Chemotherapy can affect the ability of the bone marrow to make platelets. Platelets cells are the type of blood cells that help form blood clots and help stop bleeding. If your blood does not have enough platelets, you may bleed or bruise more easily, even without having an injury. Having a low platelet count is called thrombocytopenia.

Thrombocytopenia is a less common side effect of chemotherapy, but may occur 10 – 21 days after chemotherapy treatment. However, if you notice bleeding at any time, it is important to let your healthcare team know about it immediately.

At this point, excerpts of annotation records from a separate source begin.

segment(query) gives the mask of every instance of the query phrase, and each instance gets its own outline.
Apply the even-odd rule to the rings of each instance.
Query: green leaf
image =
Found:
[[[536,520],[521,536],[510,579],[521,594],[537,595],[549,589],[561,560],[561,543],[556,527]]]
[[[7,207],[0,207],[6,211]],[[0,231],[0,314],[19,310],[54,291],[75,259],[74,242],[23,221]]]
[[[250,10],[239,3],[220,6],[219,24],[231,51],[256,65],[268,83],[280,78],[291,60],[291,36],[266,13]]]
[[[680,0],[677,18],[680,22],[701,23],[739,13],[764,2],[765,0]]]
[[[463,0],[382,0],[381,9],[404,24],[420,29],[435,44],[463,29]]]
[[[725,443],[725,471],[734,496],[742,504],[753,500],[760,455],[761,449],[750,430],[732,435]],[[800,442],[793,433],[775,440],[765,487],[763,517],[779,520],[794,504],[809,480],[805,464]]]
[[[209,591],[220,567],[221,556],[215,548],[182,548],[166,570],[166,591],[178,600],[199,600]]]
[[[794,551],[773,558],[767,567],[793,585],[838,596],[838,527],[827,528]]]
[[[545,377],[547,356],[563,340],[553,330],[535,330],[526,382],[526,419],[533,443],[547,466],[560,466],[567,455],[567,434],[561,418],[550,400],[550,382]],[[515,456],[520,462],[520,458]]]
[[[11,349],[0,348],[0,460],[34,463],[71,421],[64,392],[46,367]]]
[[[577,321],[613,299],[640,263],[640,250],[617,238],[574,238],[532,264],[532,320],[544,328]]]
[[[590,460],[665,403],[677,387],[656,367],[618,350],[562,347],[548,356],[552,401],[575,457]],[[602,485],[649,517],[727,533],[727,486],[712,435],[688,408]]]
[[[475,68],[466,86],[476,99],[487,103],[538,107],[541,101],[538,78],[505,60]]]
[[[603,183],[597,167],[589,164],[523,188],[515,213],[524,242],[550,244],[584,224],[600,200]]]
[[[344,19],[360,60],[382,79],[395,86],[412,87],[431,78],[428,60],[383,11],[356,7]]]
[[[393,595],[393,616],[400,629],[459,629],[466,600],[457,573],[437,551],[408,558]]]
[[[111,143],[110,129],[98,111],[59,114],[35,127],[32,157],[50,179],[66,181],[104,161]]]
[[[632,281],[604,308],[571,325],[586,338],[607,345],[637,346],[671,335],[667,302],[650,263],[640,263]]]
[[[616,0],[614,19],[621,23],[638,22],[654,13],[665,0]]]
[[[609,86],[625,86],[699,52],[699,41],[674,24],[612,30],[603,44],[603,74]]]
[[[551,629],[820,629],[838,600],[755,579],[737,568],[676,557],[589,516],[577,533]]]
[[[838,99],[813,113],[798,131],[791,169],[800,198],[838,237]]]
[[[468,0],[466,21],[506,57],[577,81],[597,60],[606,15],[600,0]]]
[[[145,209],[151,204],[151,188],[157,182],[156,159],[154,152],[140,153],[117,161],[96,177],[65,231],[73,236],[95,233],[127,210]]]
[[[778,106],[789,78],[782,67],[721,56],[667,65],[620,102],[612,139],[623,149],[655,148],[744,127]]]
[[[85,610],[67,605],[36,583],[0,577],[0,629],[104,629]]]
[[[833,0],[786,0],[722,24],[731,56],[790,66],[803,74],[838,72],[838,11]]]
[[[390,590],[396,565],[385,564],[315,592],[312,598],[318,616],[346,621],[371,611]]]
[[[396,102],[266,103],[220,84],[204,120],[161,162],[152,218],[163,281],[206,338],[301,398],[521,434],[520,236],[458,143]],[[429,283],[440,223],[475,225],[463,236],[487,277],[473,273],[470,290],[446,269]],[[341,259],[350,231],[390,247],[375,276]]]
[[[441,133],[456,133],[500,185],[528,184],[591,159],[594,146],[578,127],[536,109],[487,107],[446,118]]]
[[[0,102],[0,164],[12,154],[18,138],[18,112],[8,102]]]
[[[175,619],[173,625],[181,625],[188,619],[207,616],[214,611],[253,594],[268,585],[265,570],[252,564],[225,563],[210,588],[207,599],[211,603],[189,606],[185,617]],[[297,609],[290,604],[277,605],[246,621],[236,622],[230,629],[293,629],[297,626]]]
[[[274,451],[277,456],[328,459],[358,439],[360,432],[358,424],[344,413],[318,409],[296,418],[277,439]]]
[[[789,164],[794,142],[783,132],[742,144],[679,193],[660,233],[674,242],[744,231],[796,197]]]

Tell your healthcare team if you notice any of the following signs
  • unexpected bruising        
  • prolonged bleeding from minor cuts or scratches
  • small red spots under the skin
  • reddish or pinkish urine
  • black or bloody bowel movements
  • any bleeding from your gums or nose
  • bad headaches
  • dizziness
  • an increase in weakness
  • pain in joints and muscles

Your healthcare team will check your blood counts regularly. Low platelet counts can be managed. Your healthcare team will monitor your signs and give you advice on taking precautions to avoid injury. If your platelet counts are extremely low, your doctor may recommend a platelet transfusion or medications that boost your platelet production.

What you can do

  • Avoid activities that might result in injury
  • Use an electric razor for shaving
  • Brush with a soft-bristle toothbrush
  • Avoid other medications* that may weaken platelets. These include:
    – Acetylsalicylic-acid and products that contain acetylsalicylic-acid
    – Ibuprofen and other non steroidal anti-inflammatory medications (NSAIDs)
    – Warfarin
    – Some herbal products

*Note: You should talk to your doctor, pharmacist, or nurse before starting or stopping any medication while you are under treatment for cancer.